Rose had spent so long steeped in a milieu where women doing what nature made them to do are "baby pigs," but women who reject motherhood to satisfy misplaced ambitions and spend their time and money on themselves are not "anti-baby pigs"; they're strong and progressive. What's wrong with that picture?

Yet even punk rock chicks like Rose continue to apostacize from the cult to obey the call of nature to do what they -- perhaps too obviously to need to point out -- are uniquely equipped to do: to bear and to nurture children. Rose had to give up her "me"-centered lifestyle, but didn't give up her love of rock 'n' roll -- at least not forever. She continues to rawk, even in the suburbs. (While moving to the burbs is a tradeoff, not all suburbs fit the stereotypes of blandness, homogeneity and cultural barrenness. And as things are today, a good suburb is a helluva lot better environment in which to raise kids than the big city.)

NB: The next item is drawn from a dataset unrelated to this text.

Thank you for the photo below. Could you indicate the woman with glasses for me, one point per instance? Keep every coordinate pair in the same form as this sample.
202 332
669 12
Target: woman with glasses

While I don't know all the details of Rose's rock career, I admire her tremendously for simply desiring to be a real mother. And I'm glad to see the new wave of mommy rock. It refutes the notion of a huge conflict between rock and roll and home and hearth, of fun with family, of art with adulthood. It shows that artistic expression is not exclusively the province of nihilistic, solipsistic singles in their teens or twentysomethings. The movement may inject some much-needed perspective into a scene that needs to be reminded from time to time that it actually is not the center of the universe. Definitely, it will inspire creativity, since rockers who are mommies automatically have a whole new world of material to draw from. And with little ones depending on them, they have even more reasons to change the world.